FlipSide: A few minutes with…Jonathan Breul
- By Florence Olsen
- Apr 04, 2008
Jonathan Breul, executive director of the IBM Center for the Business of Government, joined the center five years ago as a senior fellow after 22 years as a career federal executive in the Office of Management and Budget. The center, established as part of IBM’s Global Business Services division, is celebrating its 10-year anniversary this month. Under its charter, the center’s purpose is to bring independent thinking and practical insights to public-sector managers by conducting and sharing research on changes under way in public management at all levels of government in the United States and abroad.FCW: What inspired the establishment of the center? BREUL:
As you know, companies spend money on marketing and going to conferences to gain a presence in the marketplace. We thought we could do that and also make a contribution to improving public management in a distinctive way that contributed more than just, if you will, buying the breakfast hour at a conference.

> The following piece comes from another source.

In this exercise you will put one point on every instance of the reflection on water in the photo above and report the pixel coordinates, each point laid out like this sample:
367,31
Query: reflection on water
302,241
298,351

We began on a small scale, doing a couple of research reports. From a couple, we went to the point now where we’re doing two to three dozen reports a year. In addition, we produce a weekly radio show, a magazine twice a year and put on events. We consider 10 a pretty big milestone. It’s a mark of success and longevity. We’ve become known and respected as an unbiased source of public management information.FCW: What stamp have you put on the center’s research agenda?BREUL:
We’ve focused a lot on the President’s Management Agenda, particularly the integration of budget and performance information. We’ve done a book and published about a dozen reports in that area. We brought in through the World Bank a dozen representatives from developed and developing countries to look at how this is done worldwide. FCW: Are governments making substantial progress in understanding budget and performance integration and actually doing it? BREUL:
Yes, it’s become a worldwide phenomenon. The bottom line is that it is deceptively difficult. We’ve tried it here for several rounds ever since Lyndon Johnson’s Planning-Programming-Budgeting System. What we’re doing now with the Government Performance and Results Act of 1993 is only the latest installment. FCW: What is one insight you’ve gained from working on budget and performance integration?BREUL:
The connection between government effectiveness and world competitiveness is quite strong. Countries that are trying to keep up with one another see this as a public management trend they can’t ignore.